Anyone paying attention to the Obama Administration over the past eight years has seen the overreach of various government agencies expand to the point of ridiculousness. A perfect example of such overreach is the EPA, a rogue agency that has come to believe it doesn’t need to follow the law, can ignore Federal and Supreme Court rulings with impunity, impose regulations that have not been authorized by Congress, and can ignore science when it is in opposition to the agency’s agenda.
The latest bit of regulatory insanity from the EPA has a likelihood of making sure a number of Americans in Alaska will die of the extreme cold seen there during the winter. How will the EPA pull that off?
By banning them from burning wood to heat their homes.
…now comes the federal government to tell the inhabitants of Alaska’s interior that, really, they should not be building fires to keep themselves warm during the winter.Even though it doesn’t get quite that cold here in New Hampshire, or at least not for weeks at end, heating with wood is quite common here. While a number of people here use wood pellet stoves, most of us heating with wood use a woodstove. Yes, there are particulates in wood smoke, particularly when you first fire it up. But once it’s burning and up to temperature the smoke diminishes. I know I rarely see smoke coming from our chimney except right after I’ve added more wood. It heats well, is much less expensive than heating oil or propane. Natural gas isn’t available outside the few cities or larger suburbs. So those of us with limited means or frugal natures (or both) heat with wood. It is abundant. It is carbon neutral, if that’s important to you. It’s renewable. More importantly, it works even if there is no power, something that can happen during a blizzard or ice storm.
Like most people in Alaska, the residents of those frozen cities are burning wood to keep themselves warm this winter. Smoke from wood-burning stoves increases small-particle pollution, which settles in low-lying areas and can be breathed in. The EPA thinks this is a big problem. Eight years ago, the agency ruled that wide swaths of the most densely populated parts of the region were in “non-attainment” of federal air quality standards.
The problem is, there’s no replacement for wood-burning stoves in Alaska’s interior. Heating oil is too expensive for a lot of people, and natural gas isn’t available. So they’ve got to burn something. The average low temperature in Fairbanks in December is 13 degrees below zero. In January, it’s 17 below. During the coldest days of winter, the high temperature averages -2 degrees, and it can get as cold as -60. This is not a place where you play games with the cold. If you don’t keep the fire lit, you die.
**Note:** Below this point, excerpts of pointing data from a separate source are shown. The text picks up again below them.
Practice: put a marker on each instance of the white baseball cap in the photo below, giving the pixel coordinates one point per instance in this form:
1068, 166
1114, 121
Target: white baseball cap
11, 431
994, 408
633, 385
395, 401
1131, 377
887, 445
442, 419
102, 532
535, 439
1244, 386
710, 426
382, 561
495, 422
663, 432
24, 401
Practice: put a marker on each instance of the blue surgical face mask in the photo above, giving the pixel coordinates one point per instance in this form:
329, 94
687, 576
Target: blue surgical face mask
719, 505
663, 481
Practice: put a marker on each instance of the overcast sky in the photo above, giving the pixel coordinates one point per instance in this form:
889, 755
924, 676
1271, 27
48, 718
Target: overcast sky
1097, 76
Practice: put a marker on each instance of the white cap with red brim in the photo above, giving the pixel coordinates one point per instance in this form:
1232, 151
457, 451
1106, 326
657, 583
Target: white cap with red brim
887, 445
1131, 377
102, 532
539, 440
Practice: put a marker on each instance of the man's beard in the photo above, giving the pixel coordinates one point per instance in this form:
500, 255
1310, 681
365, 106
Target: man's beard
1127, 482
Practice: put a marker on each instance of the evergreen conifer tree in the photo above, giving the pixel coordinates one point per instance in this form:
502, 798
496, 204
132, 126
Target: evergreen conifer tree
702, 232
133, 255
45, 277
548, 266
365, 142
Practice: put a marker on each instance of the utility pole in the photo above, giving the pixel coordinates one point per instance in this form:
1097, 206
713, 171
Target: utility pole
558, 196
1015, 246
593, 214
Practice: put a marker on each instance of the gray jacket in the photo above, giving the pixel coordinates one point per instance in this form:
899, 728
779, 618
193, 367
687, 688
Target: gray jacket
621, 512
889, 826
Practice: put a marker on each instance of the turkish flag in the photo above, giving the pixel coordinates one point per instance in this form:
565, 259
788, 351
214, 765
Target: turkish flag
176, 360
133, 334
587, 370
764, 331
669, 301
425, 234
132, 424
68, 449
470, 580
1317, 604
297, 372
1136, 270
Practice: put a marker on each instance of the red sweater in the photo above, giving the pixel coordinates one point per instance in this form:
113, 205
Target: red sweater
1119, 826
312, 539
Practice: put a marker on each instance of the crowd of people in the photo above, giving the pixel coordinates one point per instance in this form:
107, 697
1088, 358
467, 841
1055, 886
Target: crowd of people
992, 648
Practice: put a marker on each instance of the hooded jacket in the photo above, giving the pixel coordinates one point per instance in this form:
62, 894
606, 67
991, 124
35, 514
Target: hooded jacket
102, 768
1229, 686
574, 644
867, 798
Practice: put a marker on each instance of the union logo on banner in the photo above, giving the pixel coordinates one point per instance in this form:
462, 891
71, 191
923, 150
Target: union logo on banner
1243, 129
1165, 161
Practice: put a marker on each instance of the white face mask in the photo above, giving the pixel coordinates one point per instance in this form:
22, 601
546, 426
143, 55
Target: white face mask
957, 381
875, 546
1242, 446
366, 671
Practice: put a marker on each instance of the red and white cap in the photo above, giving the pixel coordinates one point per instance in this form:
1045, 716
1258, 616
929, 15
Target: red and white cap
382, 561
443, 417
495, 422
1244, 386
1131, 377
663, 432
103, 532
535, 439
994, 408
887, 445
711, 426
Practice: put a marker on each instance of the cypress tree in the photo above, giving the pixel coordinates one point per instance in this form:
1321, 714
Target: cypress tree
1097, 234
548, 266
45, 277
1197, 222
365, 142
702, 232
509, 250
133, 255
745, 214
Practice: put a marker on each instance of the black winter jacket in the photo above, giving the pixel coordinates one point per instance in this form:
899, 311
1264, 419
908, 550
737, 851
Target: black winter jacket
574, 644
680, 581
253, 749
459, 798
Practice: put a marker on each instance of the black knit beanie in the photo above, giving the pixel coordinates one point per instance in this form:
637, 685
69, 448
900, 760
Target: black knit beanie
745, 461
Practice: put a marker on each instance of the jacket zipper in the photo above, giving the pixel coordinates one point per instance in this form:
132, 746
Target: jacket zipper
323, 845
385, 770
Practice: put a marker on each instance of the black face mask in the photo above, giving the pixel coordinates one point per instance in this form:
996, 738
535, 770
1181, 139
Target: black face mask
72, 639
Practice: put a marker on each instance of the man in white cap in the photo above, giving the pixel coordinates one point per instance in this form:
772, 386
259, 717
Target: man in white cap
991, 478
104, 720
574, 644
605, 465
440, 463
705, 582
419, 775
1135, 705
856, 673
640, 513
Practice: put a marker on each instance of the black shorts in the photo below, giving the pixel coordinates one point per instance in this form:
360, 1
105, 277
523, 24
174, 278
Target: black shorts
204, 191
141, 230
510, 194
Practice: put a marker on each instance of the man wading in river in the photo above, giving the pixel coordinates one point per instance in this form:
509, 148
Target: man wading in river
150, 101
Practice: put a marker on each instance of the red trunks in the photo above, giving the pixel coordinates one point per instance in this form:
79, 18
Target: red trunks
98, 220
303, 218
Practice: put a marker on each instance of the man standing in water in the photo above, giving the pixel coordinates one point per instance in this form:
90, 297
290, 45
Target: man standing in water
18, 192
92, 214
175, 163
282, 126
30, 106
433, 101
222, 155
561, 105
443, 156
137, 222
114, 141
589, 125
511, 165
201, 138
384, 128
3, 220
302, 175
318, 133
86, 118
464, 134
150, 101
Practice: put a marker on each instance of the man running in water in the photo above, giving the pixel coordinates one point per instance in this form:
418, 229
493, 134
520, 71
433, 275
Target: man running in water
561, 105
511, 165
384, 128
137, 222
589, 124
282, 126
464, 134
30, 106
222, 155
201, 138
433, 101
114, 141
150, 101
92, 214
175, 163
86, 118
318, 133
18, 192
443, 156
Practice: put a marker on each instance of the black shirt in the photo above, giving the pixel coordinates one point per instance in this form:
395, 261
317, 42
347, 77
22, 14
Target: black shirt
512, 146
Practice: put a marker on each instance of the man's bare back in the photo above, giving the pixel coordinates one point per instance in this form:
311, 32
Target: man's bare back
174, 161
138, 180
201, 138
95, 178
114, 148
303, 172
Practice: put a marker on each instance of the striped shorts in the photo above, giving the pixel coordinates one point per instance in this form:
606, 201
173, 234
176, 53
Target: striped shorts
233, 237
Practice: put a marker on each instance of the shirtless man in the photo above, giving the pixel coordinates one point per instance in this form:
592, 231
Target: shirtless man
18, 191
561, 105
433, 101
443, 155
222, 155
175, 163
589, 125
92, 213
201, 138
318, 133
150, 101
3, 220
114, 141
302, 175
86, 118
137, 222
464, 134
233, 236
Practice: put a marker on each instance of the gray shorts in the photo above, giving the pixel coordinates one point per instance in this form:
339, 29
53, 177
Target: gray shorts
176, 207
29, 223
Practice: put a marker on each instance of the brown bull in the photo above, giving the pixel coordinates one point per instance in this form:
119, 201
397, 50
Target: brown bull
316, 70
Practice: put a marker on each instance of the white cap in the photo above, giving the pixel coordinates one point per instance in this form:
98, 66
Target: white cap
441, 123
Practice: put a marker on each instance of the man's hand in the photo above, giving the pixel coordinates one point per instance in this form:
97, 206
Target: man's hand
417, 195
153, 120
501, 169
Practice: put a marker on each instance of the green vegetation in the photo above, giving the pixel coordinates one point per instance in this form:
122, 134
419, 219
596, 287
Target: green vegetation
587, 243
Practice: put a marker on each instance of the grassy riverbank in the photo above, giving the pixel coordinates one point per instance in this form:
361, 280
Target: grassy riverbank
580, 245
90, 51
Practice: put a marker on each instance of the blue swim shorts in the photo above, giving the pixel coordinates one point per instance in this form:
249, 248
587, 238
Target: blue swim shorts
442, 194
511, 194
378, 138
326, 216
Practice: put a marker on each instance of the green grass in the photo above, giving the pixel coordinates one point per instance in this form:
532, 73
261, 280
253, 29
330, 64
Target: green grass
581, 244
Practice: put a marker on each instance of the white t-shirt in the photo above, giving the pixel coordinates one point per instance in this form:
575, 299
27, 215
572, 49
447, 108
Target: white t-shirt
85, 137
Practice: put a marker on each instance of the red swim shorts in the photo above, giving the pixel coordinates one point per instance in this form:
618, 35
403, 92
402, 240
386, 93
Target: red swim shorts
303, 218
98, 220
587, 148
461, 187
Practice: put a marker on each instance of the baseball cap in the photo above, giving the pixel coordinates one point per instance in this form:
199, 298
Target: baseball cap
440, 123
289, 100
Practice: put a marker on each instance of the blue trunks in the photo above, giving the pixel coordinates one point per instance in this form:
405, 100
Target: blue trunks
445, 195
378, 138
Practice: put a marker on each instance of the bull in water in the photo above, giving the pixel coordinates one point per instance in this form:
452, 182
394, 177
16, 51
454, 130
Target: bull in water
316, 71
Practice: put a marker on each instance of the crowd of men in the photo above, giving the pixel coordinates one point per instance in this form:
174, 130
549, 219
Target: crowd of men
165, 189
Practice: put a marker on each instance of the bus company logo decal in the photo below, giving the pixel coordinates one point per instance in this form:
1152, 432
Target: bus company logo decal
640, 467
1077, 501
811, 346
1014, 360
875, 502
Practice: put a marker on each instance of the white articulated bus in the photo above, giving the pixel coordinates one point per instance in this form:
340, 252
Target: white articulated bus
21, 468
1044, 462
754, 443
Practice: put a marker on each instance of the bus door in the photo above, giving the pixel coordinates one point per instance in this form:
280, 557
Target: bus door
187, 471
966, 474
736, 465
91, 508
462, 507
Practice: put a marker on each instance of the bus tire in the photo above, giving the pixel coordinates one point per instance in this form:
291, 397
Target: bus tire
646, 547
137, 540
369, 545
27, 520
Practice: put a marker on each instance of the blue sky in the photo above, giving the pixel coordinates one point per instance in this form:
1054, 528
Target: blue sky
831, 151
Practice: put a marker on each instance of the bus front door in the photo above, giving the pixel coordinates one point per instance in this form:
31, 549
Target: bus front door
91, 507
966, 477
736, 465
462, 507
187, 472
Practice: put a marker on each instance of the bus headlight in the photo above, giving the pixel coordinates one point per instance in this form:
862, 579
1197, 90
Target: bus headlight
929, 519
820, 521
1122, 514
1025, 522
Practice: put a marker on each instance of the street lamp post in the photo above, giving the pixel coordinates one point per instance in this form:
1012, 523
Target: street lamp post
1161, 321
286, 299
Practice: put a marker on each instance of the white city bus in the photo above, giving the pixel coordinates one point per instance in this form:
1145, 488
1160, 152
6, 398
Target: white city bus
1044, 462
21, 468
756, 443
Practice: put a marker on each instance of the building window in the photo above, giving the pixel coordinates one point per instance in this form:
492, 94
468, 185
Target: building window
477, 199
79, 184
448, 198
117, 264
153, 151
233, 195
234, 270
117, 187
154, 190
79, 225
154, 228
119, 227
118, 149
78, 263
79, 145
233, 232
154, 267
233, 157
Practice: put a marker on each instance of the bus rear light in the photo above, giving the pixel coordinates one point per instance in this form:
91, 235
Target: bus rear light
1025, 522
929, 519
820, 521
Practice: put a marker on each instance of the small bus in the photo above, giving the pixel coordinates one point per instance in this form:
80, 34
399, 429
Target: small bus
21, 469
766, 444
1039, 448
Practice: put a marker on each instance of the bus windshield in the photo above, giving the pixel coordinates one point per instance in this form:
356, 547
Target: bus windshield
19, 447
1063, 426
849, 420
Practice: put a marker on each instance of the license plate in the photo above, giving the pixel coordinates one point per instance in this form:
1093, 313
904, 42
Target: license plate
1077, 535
For people of modest means, and especially for the poor, that means you burn wood in a stove—and you keep that fire lit around the clock.
Of course the EPA’s fixation on preventing people from heating their homes with wood has even hit here in the lower 48, banning the resale of older but still serviceable woodstoves. If you decide to trade in your old woodstove for a new EPA-approved low emission, catalytic converter equipped, much more expensive woodstove, your old stove will be scrapped rather than resold even though it is still useable, perhaps by someone who cannot afford one of the new stoves but still needs to heat their home.
Then again, since when would an EPA bureaucrat care one whit about someone trying to keep their family warm in the depths of winter? We’ve certainly seen that with the action the EPA has taken in Alaska.